Actuellement débattu au parlement, le projet de loi sur la réforme du crédit à la consommation a été examiné au début de l’été par la commission spéciale du Sénat. L’une des propositions ajoutées par les sénateurs concerne la création d’un « fichier positif » qui recenserait les crédits des français.

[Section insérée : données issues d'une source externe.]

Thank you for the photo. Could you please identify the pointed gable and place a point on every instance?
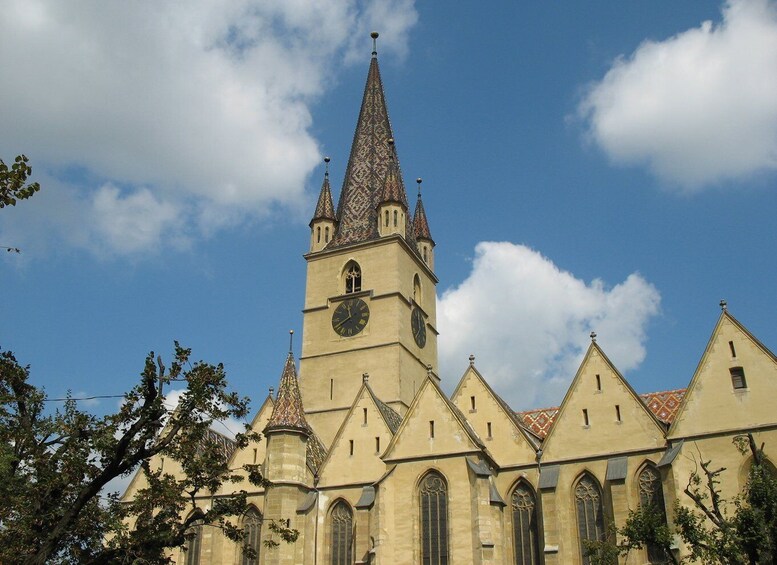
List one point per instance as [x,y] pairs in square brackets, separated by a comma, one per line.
[432,427]
[495,423]
[733,387]
[366,431]
[599,410]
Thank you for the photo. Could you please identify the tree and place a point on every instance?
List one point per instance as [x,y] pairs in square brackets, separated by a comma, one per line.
[715,530]
[12,182]
[53,467]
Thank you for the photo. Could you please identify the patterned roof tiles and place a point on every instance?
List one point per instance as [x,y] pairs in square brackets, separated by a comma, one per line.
[420,223]
[325,209]
[663,404]
[288,411]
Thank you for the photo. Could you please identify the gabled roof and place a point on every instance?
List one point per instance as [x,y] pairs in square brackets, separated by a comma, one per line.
[367,169]
[325,209]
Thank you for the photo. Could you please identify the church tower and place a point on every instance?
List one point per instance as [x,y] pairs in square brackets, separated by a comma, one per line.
[370,300]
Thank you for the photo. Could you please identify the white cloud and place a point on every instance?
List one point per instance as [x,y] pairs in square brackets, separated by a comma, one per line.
[528,323]
[201,108]
[698,108]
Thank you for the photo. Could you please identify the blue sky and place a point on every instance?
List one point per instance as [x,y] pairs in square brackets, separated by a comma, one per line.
[600,166]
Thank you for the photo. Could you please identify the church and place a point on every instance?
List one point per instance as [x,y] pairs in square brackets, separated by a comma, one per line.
[373,463]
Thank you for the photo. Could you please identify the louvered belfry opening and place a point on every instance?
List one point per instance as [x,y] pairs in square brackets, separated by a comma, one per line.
[434,520]
[525,527]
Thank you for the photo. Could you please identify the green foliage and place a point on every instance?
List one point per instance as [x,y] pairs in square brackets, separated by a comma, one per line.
[12,182]
[53,467]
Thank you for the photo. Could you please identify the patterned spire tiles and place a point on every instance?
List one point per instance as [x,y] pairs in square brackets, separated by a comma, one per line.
[288,412]
[325,209]
[663,404]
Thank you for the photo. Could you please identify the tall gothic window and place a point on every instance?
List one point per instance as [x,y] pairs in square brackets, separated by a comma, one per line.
[342,534]
[590,513]
[525,527]
[651,495]
[434,520]
[193,543]
[252,527]
[353,278]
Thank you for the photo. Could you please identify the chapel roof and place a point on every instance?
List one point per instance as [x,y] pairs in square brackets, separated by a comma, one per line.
[663,405]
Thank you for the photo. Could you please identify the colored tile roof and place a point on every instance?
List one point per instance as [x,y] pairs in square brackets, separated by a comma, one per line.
[325,209]
[663,404]
[288,412]
[420,223]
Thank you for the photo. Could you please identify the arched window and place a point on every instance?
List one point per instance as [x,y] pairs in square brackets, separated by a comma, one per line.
[252,528]
[341,541]
[193,542]
[590,513]
[434,520]
[525,528]
[353,278]
[651,495]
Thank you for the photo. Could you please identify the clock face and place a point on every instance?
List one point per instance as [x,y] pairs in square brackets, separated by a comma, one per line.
[350,317]
[418,326]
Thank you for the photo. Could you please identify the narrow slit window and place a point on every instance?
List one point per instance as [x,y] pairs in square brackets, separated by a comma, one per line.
[738,380]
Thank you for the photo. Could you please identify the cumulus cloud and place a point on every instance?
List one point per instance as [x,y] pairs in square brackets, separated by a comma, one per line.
[528,323]
[199,109]
[697,108]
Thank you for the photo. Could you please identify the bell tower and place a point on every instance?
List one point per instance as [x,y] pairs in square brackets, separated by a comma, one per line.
[370,299]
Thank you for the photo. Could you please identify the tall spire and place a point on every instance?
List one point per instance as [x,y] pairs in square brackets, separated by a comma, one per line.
[367,167]
[288,413]
[420,223]
[325,209]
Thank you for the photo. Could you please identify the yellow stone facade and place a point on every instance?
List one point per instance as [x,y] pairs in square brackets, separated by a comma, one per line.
[407,475]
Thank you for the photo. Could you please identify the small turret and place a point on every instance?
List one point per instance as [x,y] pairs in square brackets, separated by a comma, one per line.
[392,206]
[322,226]
[421,231]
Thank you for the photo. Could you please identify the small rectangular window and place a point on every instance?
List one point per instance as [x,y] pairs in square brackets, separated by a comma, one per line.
[738,380]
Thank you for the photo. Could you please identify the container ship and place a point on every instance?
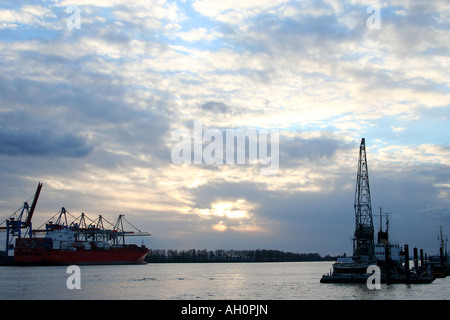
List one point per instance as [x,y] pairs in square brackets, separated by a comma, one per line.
[81,242]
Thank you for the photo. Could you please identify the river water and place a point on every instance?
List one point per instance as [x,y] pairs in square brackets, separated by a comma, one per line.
[201,281]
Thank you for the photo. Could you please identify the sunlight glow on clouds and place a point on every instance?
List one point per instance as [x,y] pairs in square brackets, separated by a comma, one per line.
[90,113]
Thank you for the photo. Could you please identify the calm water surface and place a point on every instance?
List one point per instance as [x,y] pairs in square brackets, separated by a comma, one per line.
[218,281]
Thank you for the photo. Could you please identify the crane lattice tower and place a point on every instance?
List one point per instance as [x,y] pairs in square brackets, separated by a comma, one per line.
[363,242]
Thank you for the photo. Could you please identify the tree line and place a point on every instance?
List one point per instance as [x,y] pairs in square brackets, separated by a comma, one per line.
[193,255]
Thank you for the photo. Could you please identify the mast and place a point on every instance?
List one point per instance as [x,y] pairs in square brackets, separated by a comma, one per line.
[363,242]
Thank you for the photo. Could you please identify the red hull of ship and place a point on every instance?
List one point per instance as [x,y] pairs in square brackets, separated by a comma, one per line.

Un « fichier positif » recensant les crédits français

Principale nouveauté, un amendement ouvrant la voie à la création d’un « fichier positif ». En place dans plusieurs pays européens, ce « fichier positif » serait une base de données recensant tous les crédits contractés par les particuliers. «Mon opinion est que ce fichier on le créera un jour», ajoute Philippe Marini, président de la commission spéciale du Sénat. «Christine Lagarde, qui a assisté à l’intégralité des débats de la commission, a délivré un avis de sagesse sur la question, ce qui équivaut à une position neutre», précise-t-il. Très controversé, ce dispositif divise aussi bien les associations de consommateurs que les hommes politiques.

Des taux d’usure revus

L’autre amendement phare concerne les taux d’intérêt maximum fixés par la loi (proches de 20 %). Leur plafond ne dépendrait plus de la nature du crédit (renouvelable, personnel) mais uniquement des montants empruntés. Ces avancées restent cependant encore insuffisantes aux yeux des associations de consommateurs. «Les propositions de la commission spéciale du Sénat ne mettent pas fin à la distribution effrénée de crédit renouvelable.», regrette Cédric Musso, directeur des relations institutionnelles de l’UFC-Que choisir.

Le Micro Crédit social

Le texte enrichi par la commission du Sénat définit également le principe du Micro Crédit personnel. Le projet de loi donne une base législative au Micro Crédit, en lui garantissant notamment une partie de son financement par l’état. Toutefois, Nicole Bricq, vice-présidente de la commission des finances du Sénat, juge ces avancées trop timides : « L’offre de crédit des banques est actuellement inadaptée aux besoins des populations les plus modestes. Le texte limite ce micro-crédit à la sphère sociale, c’est-à-dire aux demandeurs d’emploi ou personnes recevant des allocations, et non à la sphère marchande. J’ai donc maintenu mon amendement visant à créer un crédit social plafonné à 3.000 euros, en faveur des ménages les plus modestes, les travailleurs précaires ou les jeunes, pas seulement les chômeurs.».